Israel Frees Gaza Medic Survived Deadly Attack on Emergency Responders

Gaza (Quds News Network)- Israel released from detention on Tuesday a Palestinian paramedic who survived an Israeli attack on emergency responders in Gaza last month.

“The occupation forces have just released medic Asaad Al-Nassasra, who was detained on March 23, 2025, while performing his humanitarian duty during the massacre of medical teams in the Tel Al-Sultan area of Rafah Governorate”, the Palestine Red Crescent Society (PRCS) said.

Nassasra, an ambulance driver, was among at least 10 Palestinian detainees who were released into the Gaza Strip on Tuesday, the PRCS said.

The agency shared footage on social media that showed a visibly emotional al-Nassasra, dressed in a bright red PRCS jacket, embracing his colleagues after 37 days in Israeli detention.

The PRCS had previously reported Nassasra missing since 23 March, when Israeli forces shot dead 15 paramedics and emergency responders while they were on a rescue mission, before burying them underneath their crushed ambulances in a shallow grave.

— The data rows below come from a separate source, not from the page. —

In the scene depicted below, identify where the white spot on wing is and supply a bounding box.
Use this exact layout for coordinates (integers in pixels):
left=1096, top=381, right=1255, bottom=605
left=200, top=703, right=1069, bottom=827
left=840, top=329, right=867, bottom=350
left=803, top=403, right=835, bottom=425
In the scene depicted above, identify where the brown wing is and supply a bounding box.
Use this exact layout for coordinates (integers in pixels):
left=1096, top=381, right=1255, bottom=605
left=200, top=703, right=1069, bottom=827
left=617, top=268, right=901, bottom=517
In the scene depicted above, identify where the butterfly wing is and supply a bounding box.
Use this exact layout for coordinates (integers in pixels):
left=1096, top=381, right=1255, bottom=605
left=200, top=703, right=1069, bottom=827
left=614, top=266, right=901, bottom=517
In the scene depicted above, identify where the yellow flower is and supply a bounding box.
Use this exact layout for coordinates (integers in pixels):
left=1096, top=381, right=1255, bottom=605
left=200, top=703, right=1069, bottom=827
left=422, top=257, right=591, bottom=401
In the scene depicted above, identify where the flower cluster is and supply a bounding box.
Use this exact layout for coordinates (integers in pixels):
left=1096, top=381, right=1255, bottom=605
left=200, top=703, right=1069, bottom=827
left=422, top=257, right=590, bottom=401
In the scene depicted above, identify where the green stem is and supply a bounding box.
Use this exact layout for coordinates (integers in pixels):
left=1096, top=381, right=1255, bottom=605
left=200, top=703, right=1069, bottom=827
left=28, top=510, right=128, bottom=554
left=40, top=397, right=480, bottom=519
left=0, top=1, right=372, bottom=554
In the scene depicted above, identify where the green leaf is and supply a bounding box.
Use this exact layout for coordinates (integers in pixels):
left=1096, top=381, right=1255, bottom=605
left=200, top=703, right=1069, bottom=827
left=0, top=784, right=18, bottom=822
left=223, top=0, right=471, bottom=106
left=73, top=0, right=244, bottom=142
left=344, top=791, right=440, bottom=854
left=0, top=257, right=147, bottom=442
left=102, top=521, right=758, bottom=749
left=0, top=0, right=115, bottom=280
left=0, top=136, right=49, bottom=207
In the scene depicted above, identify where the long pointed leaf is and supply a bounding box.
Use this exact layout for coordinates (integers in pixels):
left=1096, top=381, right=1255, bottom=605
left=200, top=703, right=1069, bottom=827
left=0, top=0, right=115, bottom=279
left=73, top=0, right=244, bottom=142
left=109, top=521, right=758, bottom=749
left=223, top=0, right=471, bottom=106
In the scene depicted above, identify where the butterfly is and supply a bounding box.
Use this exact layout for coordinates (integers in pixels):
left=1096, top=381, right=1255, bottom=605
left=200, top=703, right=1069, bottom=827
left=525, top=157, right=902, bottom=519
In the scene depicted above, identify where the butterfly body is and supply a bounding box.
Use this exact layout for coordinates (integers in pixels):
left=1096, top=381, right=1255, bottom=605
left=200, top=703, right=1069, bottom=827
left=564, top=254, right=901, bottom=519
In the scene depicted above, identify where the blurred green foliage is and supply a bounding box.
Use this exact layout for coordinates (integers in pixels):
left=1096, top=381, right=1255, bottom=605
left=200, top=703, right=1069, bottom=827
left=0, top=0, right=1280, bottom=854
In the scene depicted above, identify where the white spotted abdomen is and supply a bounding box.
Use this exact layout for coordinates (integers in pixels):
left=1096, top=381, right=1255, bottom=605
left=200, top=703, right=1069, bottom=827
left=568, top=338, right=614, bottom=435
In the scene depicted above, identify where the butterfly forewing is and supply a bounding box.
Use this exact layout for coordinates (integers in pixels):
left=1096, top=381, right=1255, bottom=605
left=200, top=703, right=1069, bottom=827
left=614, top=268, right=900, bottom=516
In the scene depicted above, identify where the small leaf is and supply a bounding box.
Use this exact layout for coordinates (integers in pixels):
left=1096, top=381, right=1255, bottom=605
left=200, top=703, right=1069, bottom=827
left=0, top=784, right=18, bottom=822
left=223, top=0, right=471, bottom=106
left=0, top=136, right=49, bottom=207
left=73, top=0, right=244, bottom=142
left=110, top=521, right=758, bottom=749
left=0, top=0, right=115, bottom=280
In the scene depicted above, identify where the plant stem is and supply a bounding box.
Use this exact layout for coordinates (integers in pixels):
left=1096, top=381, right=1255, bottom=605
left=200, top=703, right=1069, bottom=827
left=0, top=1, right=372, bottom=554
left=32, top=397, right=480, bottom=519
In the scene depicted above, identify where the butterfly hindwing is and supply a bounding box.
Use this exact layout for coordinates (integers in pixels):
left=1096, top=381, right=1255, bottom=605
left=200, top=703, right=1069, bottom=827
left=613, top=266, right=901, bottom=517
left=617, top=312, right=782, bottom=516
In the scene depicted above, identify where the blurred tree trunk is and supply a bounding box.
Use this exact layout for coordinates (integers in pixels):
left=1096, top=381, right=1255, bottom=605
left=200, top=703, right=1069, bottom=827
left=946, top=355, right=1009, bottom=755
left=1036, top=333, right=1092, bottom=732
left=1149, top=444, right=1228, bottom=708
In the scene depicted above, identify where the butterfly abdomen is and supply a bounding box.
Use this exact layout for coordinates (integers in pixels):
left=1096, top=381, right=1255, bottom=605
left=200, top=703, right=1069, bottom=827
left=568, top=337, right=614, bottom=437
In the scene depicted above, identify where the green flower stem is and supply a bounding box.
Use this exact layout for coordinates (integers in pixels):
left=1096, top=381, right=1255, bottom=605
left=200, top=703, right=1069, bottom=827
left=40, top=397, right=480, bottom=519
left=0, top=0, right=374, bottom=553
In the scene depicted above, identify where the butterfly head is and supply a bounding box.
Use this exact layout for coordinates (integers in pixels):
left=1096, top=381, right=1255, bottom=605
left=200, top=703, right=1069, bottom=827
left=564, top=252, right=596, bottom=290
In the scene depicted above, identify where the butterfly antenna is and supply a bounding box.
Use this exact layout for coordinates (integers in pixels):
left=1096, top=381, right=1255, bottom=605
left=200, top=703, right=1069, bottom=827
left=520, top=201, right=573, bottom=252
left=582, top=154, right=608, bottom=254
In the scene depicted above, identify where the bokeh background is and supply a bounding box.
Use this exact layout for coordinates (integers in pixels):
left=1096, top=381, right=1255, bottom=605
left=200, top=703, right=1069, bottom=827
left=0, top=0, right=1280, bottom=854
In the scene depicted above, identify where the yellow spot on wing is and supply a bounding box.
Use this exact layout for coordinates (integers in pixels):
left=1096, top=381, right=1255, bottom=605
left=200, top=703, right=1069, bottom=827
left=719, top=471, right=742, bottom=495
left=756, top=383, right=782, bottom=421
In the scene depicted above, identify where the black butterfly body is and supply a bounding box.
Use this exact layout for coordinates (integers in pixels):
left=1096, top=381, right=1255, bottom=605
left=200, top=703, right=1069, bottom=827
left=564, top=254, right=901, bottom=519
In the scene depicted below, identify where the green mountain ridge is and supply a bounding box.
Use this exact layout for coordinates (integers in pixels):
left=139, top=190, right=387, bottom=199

Initially, the military claimed that soldiers opened fire on vehicles approaching their position in the dark without emergency lights or markings, deeming them “suspicious”.

However, video footage recovered from the mobile phone of one of the victims and released by the PRCS contradicted this account. The video showed emergency workers in uniform, operating clearly marked ambulances and fire trucks with lights on, being fired upon by soldiers.

The International Committee of the Red Cross said in a statement that it had “received information that the PRCS medic Assad al-Nassasra was detained in an Israeli place of detention”, but it did not provide information about where he was being held.

Another survivor from the attack, Munther Abed, reported that he had seen Nassasra being led away alive and blindfolded by Israeli officers following the killings.

On Sunday, the Israeli army confirmed Nassasra’s detention.

On Wednesday, Haaretz reported that its analysis of the military’s own materials collected as part of an internal investigation into the incident contradicted the army’s claim that soldiers did not shoot indiscriminately at Palestinian ambulances and a fire engine in the early hours of 23 March.

Instead, Haaretz said, soldiers fired continuously at the vehicles for three and a half minutes from close range despite the aid workers’ attempts to identify themselves.

More than 1,400 medical workers have been killed in Israeli attacks since October 2023, according to the Palestinian Health Ministry. Around 360 others from the health sector remain in Israeli detention.